One common way to help keep health insurance costs in line is to implement a tobacco surcharge.
And if that’s a strategy you use (or are considering), you’ll probably want to watch a proposed class action recently filed in a New Jersey federal court. It’s the latest in a string of similar lawsuits.
Campell Soup Faces ERISA Lawsuit
In the lawsuit, Campbell Soup employees allege the company’s tobacco surcharge for health insurance violates The Employee Retirement Income Security Act (ERISA).
Among other things, the suit asserts that the employer should’ve provided “a reasonable alternative” for individuals who could not meet the initial health requirement, such as participating in a smoking cessation program, to avoid the surcharge.
Here, the company provides a smoking cessation program, but it only waives the tobacco surcharge for participants who complete the program, the suit alleges. Moreover, the tobacco surcharge would be waived on a prospective basis only for successful participants who complete the program.
“Participants who complete the program may stop the surcharge for the remainder of the plan year but are not retroactively reimbursed for premiums already paid. This violates ERISA’s requirement that participants receive the ‘full reward’ upon satisfying the alternative standard, as it unfairly denies retroactive relief to participants who complete the program,” the suit claims.
Emerging Trend: Challenges to Tobacco Surcharges
And Campbell Soup isn’t the only employer to face legal action over tobacco surcharges in recent weeks:
- In mid-September, an employee sued Tractor Supply Co., alleging it implemented a tobacco surcharge without giving her a reasonable alternative, like a tobacco cessation program.
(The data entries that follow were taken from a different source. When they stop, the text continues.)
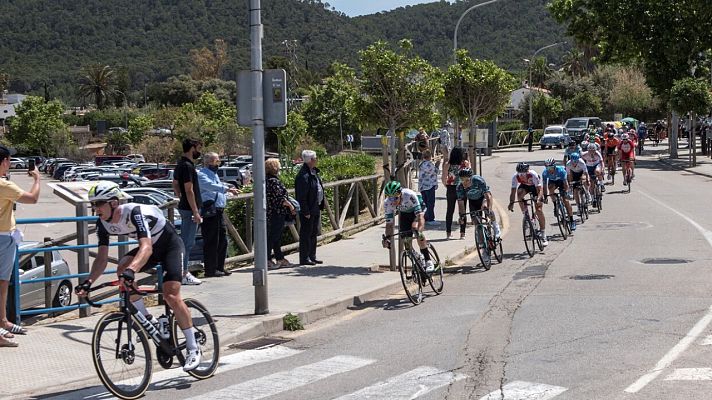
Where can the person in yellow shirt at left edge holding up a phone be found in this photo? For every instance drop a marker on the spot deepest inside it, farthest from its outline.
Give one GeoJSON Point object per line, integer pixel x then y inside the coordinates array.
{"type": "Point", "coordinates": [10, 193]}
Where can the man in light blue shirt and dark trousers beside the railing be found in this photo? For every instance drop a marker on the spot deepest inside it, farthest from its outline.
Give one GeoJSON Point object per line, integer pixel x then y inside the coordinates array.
{"type": "Point", "coordinates": [213, 196]}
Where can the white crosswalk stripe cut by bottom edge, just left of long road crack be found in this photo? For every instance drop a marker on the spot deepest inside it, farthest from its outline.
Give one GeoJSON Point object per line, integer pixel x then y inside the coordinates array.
{"type": "Point", "coordinates": [409, 385]}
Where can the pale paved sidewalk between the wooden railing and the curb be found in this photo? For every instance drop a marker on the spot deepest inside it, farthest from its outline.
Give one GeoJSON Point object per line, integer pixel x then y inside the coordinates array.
{"type": "Point", "coordinates": [56, 356]}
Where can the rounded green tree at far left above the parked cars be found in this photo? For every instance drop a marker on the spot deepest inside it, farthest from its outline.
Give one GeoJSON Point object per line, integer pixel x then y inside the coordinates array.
{"type": "Point", "coordinates": [36, 123]}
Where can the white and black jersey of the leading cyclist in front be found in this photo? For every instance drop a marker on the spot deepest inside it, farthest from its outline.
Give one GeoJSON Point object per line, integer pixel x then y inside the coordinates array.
{"type": "Point", "coordinates": [137, 221]}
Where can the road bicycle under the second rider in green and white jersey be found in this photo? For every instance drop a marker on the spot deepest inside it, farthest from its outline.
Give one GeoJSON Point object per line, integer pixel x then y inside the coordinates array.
{"type": "Point", "coordinates": [412, 268]}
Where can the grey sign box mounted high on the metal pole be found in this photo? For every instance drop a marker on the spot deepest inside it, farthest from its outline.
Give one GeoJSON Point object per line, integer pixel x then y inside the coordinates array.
{"type": "Point", "coordinates": [274, 98]}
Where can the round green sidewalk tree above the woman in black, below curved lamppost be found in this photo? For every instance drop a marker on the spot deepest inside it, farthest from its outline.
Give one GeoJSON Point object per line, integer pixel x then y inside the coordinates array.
{"type": "Point", "coordinates": [476, 90]}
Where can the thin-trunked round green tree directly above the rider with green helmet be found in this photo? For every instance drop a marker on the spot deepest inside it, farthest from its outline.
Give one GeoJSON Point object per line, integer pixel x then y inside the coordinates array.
{"type": "Point", "coordinates": [399, 89]}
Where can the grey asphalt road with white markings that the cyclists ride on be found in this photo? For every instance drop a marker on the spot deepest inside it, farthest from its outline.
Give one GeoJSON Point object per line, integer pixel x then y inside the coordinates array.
{"type": "Point", "coordinates": [619, 311]}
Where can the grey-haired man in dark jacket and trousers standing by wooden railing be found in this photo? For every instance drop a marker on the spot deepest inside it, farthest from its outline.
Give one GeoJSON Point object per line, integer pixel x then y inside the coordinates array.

Instead, “it required participants to meet the original standard — not being a tobacco user,” the suit alleges.
- In late September, a former 7-11 employee filed a proposed class action alleging the convenience chain imposed a tobacco surcharge without giving workers a reasonable alternative to avoid the penalty.
- In early October, a PepsiCo employee filed a class action lawsuit alleging the beverage company’s tobacco surcharges violated ERISA by targeting employees based on their health status, specifically their tobacco use.
Turning Point: DOL Investigation Opens the Floodgates
Until recently, complaints like this were pretty rare.
But last fall, the DOL investigated a Chicago food service provider for airlines and found it wrongly imposed tobacco surcharges and improperly charged employees deductibles for certain diagnostic tests.
On Sept. 13, 2023, a federal court in Illinois ordered Flying Food Group to reimburse the affected plan participants.
Relevant here, the investigation determined the company violated federal regulations by charging a tobacco surcharge to employees who disclosed their tobacco use on health benefits enrollment forms. However, the company failed to inform the employees that a reasonable alternative existed that would allow them to avoid paying the surcharge.
The court ordered Flying Food Group to pay $16,660 to those affected participants.
Is a Tobacco Surcharge OK?
If you’re like many finance pros, you might be thinking: Wait, I thought a tobacco surcharge was OK!
Like so many other things pertaining to employment laws, the answer here is: Well, it depends …
The Affordable Care Act (ACA) allows health insurance plans to charge tobacco users up to 50% more in premiums than non-tobacco users. This tobacco surcharge aims to encourage folks to quit smoking and using other tobacco products.
Beyond that, a patchwork of state laws governs tobacco surcharges. Some states have either prohibited or limited the tobacco surcharge.
However, the majority of states follow federal law and allow full tobacco surcharges – but employer wellness programs must follow certain rules for those surcharges to be legal.
And it would appear that the 2023 DOL investigation discussed above shined a spotlight on areas where employers were making missteps. So how can you avoid a similar mistake?
In 29 C.F.R. § 2590.702(c)(3), the DOL outlines appropriate ways for employers to offer incentives to plan participants in exchange for their participation in the relevant wellness programs. For example, waivers for tobacco surcharges in exchange for participating in a tobacco cessation program.
5-Factor Test for Compliance
The EX program is an industry-leading tobacco cessation program developed in partnership with the Mayo Clinic.
It has created a five-factor test to help employers develop wellness programs that comply with ERISA wellness incentive rules and allow employers to impose a tobacco surcharge on employees who use tobacco.
Of course, you’ll want to check out the full test at the link above – but here are the highlights:
- Frequency of opportunity to qualify: Offer the program at least once per year.
- Size of reward: Cannot exceed 50% of the total cost.
- Reasonable design: The cessation program must be reasonably designed to promote health or prevent disease.
- Uniform availability and reasonable alternative standards: The lower premium must be available to all similarly situated employees, and the program must allow a reasonable alternative standard for participants who can’t meet the initial standard.
- Notice of other means to qualify for the reward: Among other things, the plan must disclose in all plan materials the terms of a tobacco cessation program and the availability of a reasonable alternative standard to qualify for the lower premium (and, if applicable, the possibility of a waiver).